Let’s take a look at Henkel and Adobe delivering personalization at scale via generative AI: Henkel partnered with Adobe to utilize generative AI for enhancing personalization across its global brand portfolio, such as Loctite, Persil, and Schwarzkopf, by leveraging Adobe Firefly and Experience Cloud to create tailored content based on customer characteristics, aiming to reduce campaign costs and time while delivering personalized experiences at scale!

Roadblocks to AI in CPG:

  • Data quality and accessibility

One of the roadblocks to successful AI integration is the quality of and access to the data required. Access to high-quality data that is relevant, up-to-date, and diverse can be a challenge for many companies. It requires robust data management systems and processes to ensure the accuracy and completeness of data used by AI.

  • Talent gap

CPG brands that do not have the right skills for AI in-house, will likely struggle to get it right.

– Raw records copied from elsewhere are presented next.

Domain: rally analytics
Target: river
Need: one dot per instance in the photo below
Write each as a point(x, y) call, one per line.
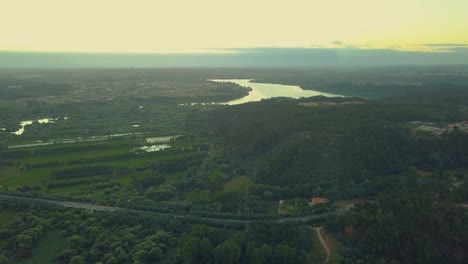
point(269, 90)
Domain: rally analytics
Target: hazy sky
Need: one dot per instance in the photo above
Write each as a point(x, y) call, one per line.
point(172, 26)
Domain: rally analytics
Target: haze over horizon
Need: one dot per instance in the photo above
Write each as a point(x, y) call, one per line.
point(106, 33)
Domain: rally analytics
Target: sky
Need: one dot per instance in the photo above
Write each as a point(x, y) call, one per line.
point(227, 26)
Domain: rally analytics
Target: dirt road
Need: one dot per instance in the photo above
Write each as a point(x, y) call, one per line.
point(323, 242)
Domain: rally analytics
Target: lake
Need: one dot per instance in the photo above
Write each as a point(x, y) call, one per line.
point(269, 90)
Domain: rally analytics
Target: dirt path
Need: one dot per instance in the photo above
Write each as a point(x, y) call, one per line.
point(323, 242)
point(186, 217)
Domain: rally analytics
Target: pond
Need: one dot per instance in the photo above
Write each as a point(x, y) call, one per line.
point(268, 90)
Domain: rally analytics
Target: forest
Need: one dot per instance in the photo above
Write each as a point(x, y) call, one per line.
point(210, 183)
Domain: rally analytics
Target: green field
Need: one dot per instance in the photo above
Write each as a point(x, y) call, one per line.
point(34, 166)
point(47, 249)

There is, however, high demand and competition across all industries for AI talents, meaning it can be difficult to employ the level of skill needed to lead AI transformation.

  • Legal compliance

A major issue with AI integration has to do with the legal and ethical implications of its use, meaning there is a need for transparency and accountability to avoid potential biases or discrimination. It is important to note as well that, while AI has marched triumphantly (and quickly), laws and regulations have not been able to keep up. This means brands need to be able to adapt quickly to what is still an ever-changing field.

Food for Thought 🌟

While AI has certainly managed to sweep both brands and consumers alike, off their feet, it feels necessary to point out the following. Yes, AI holds many opportunities (provided its key challenges are overcome), however, this does not suggest that all efforts need to be artificially boosted in order to work.

For a brand take, Tropicana has removed the letters A and I from its logo to show that there’s nothing ‘artificial’ about its fruit juices. So, perhaps one way of applying AI is to have a little fun with it (and reminding consumers that at its core, your brand is from humans, for humans).